Da 5 anni in Italia è impossibile usare liberamente le reti Wi-Fi se prima non si è perso tempo nel fornire dati di identificazione, che nessuno controlla. Questa vergogna che frena lo sviluppo tecnologico del paese si chiama decreto Pisanu. Aggiornato.
Il “bello” è che questa legge è stata mantenuta viva, di anno in anno, sia dal centro-destra che dal centro-sinistra
Oggi, lo stesso centro-destra e centro sinistra (se pur in forma mutata) proporranno di eliminare il decreto Pisanu. Lo segnalano La Stampa e L’Espresso, sottolineando che in questo periodo ci hanno guadagnato soltanto le telecom che hanno venduto a più non posso i modem 3G ed i relativi abbonamenti ad Internet.
Questo pomeriggio Linda Lanzillotta (Alleanza Per l’Italia), Paolo Gentiloni (Partito Democratico) e Luca Barbareschi (Futuro e Libertà per l’Italia) illustreranno la proposta che, speriamo, venga sottoscritta dalla maggioranza dei nostri rappresentanti al Parlamento: “abrogazione delle norme recanti limitazioni dell’accesso a Internet”.
Chi è abituato a viaggiare in tutto il mondo, ma basta solo mettere il piede fuori confine, avrà notato che in paesi più civili del nostro esistono ovunque hotspot Wi-Fi liberi e gratuiti ai quali si accede (spesso senza limiti di tempo) solo cliccando su “accetto le regole”.
Qui no, si teme un assurdo “terrorismo” che sarebbe pronto ad usare Internet per non si sa bene quale minaccia. Non succede a New York City dove i parchi sono pieni di reti Wi-Fi aperte, dovrebbe succedere a Bari, Roma o Torino?
In uno slancio inaspettato anche il politico sardo che ha dato il suo nome a questa legge, Beppe Pisanu, cancellerebbe il decreto Pisanu. Pur con tutte le cautele del caso.
Tutte inutili le cautele, qualcuno ha pensato al solo invio del numero del proprio cellulare invece che tutti i dati della carta d’identità, della cartella esattoriale, degli ultimi esami del sangue e del nome della squadra preferita… ogni cosa che implica un sistema più lungo del cliccare il tasto “accetta” è una ignobile perdita di tempo. Non si devono sforzare in grandi elucubrazioni a Roma, devono semplicemente copiare quello che succede altrove e terminare le proroghe di fine anno.

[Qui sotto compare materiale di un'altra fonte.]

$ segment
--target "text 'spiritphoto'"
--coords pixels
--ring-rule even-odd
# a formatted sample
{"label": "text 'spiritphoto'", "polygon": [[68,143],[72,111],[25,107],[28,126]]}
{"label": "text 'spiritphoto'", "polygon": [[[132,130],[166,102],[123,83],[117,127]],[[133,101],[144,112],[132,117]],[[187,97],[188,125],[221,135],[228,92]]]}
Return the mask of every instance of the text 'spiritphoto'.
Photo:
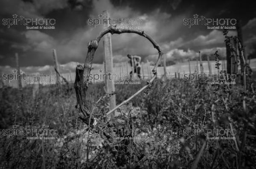
{"label": "text 'spiritphoto'", "polygon": [[255,169],[256,2],[0,1],[0,169]]}

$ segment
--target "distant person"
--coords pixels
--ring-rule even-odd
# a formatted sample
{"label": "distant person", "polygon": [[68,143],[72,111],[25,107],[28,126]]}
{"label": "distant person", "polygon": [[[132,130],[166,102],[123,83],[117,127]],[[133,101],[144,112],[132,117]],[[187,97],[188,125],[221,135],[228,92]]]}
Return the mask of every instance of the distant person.
{"label": "distant person", "polygon": [[[130,54],[127,55],[127,57],[130,59],[129,62],[131,66],[132,67],[131,69],[134,69],[134,73],[137,73],[138,74],[138,76],[140,79],[141,76],[140,76],[140,61],[141,60],[141,58],[138,56],[131,56]],[[132,70],[130,72],[130,75],[132,74]]]}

Lo sa anche Apple e si lamenta di non poter offrire l’accesso libero dai suoi 4 Apple Store ma, seppur con un fantastico ritardo, solo nelle ultime settimane si è accorta dell’esistenza della legge ed ha impedito ai visitatori dei suoi negozi italiani di agganciarsi al Wi-Fi gratuito.
Che la ragionevolezza sia con voi, per una volta ogni tanto fate quello che la gente vuole e non solo gli interessi di qualcuno!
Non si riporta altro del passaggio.